Tackling breast cancer with basic science and translational research

Oct. 18, 2021

Researchers at the BIO5 Institute are working to determine causes and identify new prevention and treatment strategies for this highly prevalent disease.

Pink rose

Breast cancer is the most common cancer in women and the second leading cause of cancer-related death in the U.S. The American Cancer Society estimates that more than 280,000 new cases of invasive breast cancer will be diagnosed in 2021. 

Routine screening and self-exams are highly encouraged to prevent and detect breast cancer, but traditional mammography techniques have limited spatial resolution and sometimes miss early tumors. Dr. Russell Witte, member of the BIO5 Institute and professor of medical imaging, optical sciences and biomedical engineering, is pioneering a new detection method that may improve survival and patient care. 

Witte’s hybrid imaging methods integrate light, ultrasound, and microwaves for advanced imaging with high contrast. His novel, noninvasive techniques including thermoacoustic imaging quantify tissue changes at a high resolution, improving patient care by enhancing diagnostic accuracy and treatment-decision making.

Only 5-10% of breast cancers are caused by genetic factors. Instead, the majority are either spontaneous or linked to hormonal, lifestyle and/or environmental factors.

Dr. Zhao Chen, department chair of epidemiology and biostatistics, studies the relationship between breast density and cancer risk. Her work has elucidated significant associations between body composition, dietary intake and mammographic density.

Like Chen, Dr. Donato Romagnolo, professor of nutritional sciences, studies the diet’s role in breast cancer etiology and prevention, with particular emphasis on how bioactive food components alter our genes. His work has uncovered a protective role for linoleic acid, a compound found in plant oils: this substance represses the activation of a pro-inflammatory enzyme that is linked to the onset of breast cancer.

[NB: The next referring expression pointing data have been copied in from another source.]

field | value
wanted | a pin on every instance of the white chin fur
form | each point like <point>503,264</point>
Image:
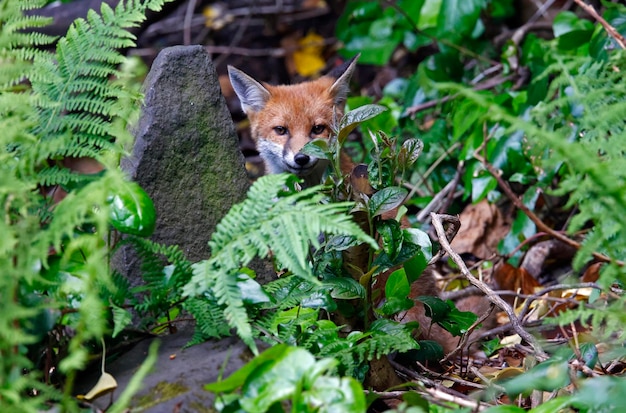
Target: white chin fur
<point>276,163</point>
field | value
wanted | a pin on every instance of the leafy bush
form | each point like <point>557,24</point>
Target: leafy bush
<point>55,278</point>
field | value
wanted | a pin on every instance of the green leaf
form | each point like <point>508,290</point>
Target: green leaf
<point>318,148</point>
<point>251,291</point>
<point>132,211</point>
<point>572,32</point>
<point>333,394</point>
<point>447,315</point>
<point>121,319</point>
<point>409,152</point>
<point>276,379</point>
<point>429,13</point>
<point>508,409</point>
<point>397,291</point>
<point>354,117</point>
<point>386,199</point>
<point>320,299</point>
<point>344,288</point>
<point>458,18</point>
<point>435,308</point>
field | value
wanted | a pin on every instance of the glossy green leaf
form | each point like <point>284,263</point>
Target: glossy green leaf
<point>506,409</point>
<point>390,236</point>
<point>386,199</point>
<point>318,148</point>
<point>435,308</point>
<point>354,117</point>
<point>251,291</point>
<point>276,379</point>
<point>429,13</point>
<point>121,319</point>
<point>571,31</point>
<point>237,379</point>
<point>409,152</point>
<point>344,288</point>
<point>320,299</point>
<point>397,292</point>
<point>132,210</point>
<point>547,376</point>
<point>458,18</point>
<point>333,394</point>
<point>447,315</point>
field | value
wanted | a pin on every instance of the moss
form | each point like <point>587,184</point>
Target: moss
<point>160,393</point>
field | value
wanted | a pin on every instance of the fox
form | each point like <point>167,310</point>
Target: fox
<point>284,118</point>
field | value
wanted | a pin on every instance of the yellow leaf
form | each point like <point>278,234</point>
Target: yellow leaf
<point>217,16</point>
<point>106,384</point>
<point>308,59</point>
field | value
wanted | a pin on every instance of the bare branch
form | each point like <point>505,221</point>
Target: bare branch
<point>436,220</point>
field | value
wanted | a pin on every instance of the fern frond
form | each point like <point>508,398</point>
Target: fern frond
<point>270,219</point>
<point>18,48</point>
<point>77,97</point>
<point>209,318</point>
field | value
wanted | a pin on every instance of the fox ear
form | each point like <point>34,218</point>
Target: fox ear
<point>252,94</point>
<point>340,89</point>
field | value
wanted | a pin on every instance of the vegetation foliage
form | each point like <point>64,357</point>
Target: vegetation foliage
<point>555,134</point>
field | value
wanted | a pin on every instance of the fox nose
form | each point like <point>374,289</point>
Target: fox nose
<point>301,159</point>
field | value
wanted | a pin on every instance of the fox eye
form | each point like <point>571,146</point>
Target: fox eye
<point>280,130</point>
<point>317,129</point>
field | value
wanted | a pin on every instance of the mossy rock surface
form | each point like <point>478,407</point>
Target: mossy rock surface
<point>176,384</point>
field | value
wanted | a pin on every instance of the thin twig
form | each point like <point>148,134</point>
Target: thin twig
<point>465,337</point>
<point>436,220</point>
<point>609,29</point>
<point>541,226</point>
<point>187,22</point>
<point>488,84</point>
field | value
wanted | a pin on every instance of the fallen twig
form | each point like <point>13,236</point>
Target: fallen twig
<point>609,29</point>
<point>436,220</point>
<point>541,226</point>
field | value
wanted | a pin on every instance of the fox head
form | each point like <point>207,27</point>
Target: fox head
<point>285,118</point>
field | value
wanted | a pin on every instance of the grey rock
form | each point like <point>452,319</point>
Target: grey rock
<point>175,384</point>
<point>186,153</point>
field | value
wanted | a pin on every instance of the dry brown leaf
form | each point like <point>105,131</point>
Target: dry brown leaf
<point>308,58</point>
<point>508,277</point>
<point>482,228</point>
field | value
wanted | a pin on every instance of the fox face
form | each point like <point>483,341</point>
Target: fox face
<point>284,118</point>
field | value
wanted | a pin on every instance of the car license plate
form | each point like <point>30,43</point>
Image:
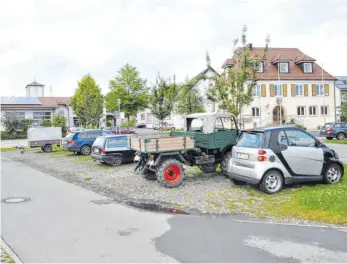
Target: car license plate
<point>241,156</point>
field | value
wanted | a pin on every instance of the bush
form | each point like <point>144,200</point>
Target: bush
<point>46,123</point>
<point>6,136</point>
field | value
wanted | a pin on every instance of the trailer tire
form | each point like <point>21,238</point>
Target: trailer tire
<point>208,168</point>
<point>47,148</point>
<point>225,160</point>
<point>170,173</point>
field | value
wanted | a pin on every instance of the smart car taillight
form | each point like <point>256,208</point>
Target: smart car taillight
<point>261,152</point>
<point>262,158</point>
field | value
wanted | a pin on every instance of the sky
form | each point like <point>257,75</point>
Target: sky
<point>58,41</point>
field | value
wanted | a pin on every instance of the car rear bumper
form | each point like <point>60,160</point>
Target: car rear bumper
<point>98,157</point>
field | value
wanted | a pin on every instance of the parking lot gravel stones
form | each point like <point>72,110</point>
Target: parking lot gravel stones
<point>199,193</point>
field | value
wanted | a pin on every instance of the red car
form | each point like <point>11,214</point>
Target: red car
<point>123,130</point>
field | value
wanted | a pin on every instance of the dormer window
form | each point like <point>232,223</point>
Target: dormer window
<point>283,67</point>
<point>307,67</point>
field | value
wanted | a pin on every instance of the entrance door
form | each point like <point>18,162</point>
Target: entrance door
<point>277,116</point>
<point>301,153</point>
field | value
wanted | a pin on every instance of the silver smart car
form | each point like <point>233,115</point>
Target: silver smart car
<point>273,157</point>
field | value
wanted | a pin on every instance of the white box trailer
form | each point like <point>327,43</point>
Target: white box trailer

He and Dr. Ornella Selmin, a research associate professor of nutritional sciences, also reported the benefits of the Mediterranean diet on breast cancer prevention. Their work has shown that the compound resveratrol – commonly found in grapes, blueberries, raspberries and peanuts – antagonizes a receptor that turns off the expression of a key DNA repair enzyme. 

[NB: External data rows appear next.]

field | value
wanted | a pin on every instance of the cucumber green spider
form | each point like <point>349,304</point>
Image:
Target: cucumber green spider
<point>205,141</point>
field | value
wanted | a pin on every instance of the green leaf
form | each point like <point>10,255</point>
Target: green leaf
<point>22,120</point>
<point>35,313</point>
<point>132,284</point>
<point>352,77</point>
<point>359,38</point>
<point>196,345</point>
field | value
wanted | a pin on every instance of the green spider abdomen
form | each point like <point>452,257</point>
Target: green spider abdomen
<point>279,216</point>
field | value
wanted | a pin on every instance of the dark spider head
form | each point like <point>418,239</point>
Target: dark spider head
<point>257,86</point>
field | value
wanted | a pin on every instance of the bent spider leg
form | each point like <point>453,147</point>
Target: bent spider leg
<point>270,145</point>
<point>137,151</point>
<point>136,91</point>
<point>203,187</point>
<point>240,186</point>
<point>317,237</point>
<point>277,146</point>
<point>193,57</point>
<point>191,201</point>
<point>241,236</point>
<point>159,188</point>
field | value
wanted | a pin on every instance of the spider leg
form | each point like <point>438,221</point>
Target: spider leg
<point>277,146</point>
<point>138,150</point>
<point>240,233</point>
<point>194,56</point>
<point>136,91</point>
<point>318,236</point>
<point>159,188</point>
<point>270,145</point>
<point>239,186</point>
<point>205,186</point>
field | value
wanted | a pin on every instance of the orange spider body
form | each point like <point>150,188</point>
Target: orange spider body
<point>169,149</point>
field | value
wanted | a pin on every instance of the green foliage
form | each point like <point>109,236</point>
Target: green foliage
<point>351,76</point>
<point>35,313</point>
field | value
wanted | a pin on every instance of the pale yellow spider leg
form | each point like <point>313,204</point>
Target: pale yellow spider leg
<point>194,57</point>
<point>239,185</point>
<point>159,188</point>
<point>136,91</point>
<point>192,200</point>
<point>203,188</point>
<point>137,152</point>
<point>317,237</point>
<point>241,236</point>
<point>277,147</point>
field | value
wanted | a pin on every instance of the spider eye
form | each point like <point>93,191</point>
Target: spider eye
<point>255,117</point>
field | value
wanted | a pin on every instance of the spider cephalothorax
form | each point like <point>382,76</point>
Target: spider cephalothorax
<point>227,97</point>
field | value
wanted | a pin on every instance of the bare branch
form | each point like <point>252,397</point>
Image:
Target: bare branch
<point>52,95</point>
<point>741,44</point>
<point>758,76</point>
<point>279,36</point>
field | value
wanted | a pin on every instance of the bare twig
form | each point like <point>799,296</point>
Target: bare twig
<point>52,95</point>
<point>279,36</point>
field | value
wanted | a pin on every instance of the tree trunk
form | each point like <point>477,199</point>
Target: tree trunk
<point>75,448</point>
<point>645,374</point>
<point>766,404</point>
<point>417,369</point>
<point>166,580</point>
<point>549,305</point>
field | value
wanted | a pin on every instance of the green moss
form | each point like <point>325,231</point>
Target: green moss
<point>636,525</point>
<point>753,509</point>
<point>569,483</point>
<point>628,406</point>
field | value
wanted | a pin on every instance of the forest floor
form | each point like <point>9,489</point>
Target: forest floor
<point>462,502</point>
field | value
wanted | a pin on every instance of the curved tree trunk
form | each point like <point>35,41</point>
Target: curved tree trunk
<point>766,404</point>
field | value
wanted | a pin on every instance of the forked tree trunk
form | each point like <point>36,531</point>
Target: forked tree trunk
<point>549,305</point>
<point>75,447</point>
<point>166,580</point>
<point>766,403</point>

Director of the Zuckerman Family Center for Prevention and Health Promotion Dr. Cynthia Thomson similarly studies the role of food in cancer. She’s found vegetable consumption to be associated with reduced breast cancer recurrence in some patients, and that consumption of cruciferous vegetables may reduce one’s risk for initial disease. 

Breast cancers have a high propensity to metastasize, or spread to, the surrounding lymph nodes of the armpit. They often travel further throughout the body, residing in the bone, brain, liver and lungs. 

Dr. Janet Funk, a professor of medicine, nutritional sciences and physiological sciences, employs a bench to bedside approach to study bone metastases. Work from her lab has helped to develop more clinically relevant research models for breast cancer bone metastasis. She’s also identified a protective role for dietary polyphenols – compounds found in certain plant-based foods like cloves, cocoa powder and berries – in blocking the progression of a primary tumor to a distant site. 

Dr. Joyce Schroeder, department head of molecular and cellular biology, studies the molecular basis for breast cancer progression and metastasis. Her work focuses on the epidermal growth factor receptor (EGFR), a protein that spans the outer layer of a cell that controls cellular division and survival. By assessing alterations in EGFR’s normal actions, movement throughout the cell and regulation, she uncovers its carcinogenic role. 

Breast cancer is usually treated with a combination of surgery, radiation and medication therapies. Treatments can be personalized based on the specific type of breast cancer, as determined by hormone levels, cell receptor expression and immune system activity. 

Schroeder’s work also addresses how EGFR and related molecules affect the development and function of the normal mammary gland. By understanding how these proteins normally work, Schroeder, also a professor of cancer biology and genetics, and her team develop peptide-based therapies to block their tumor-promoting functions and interactions.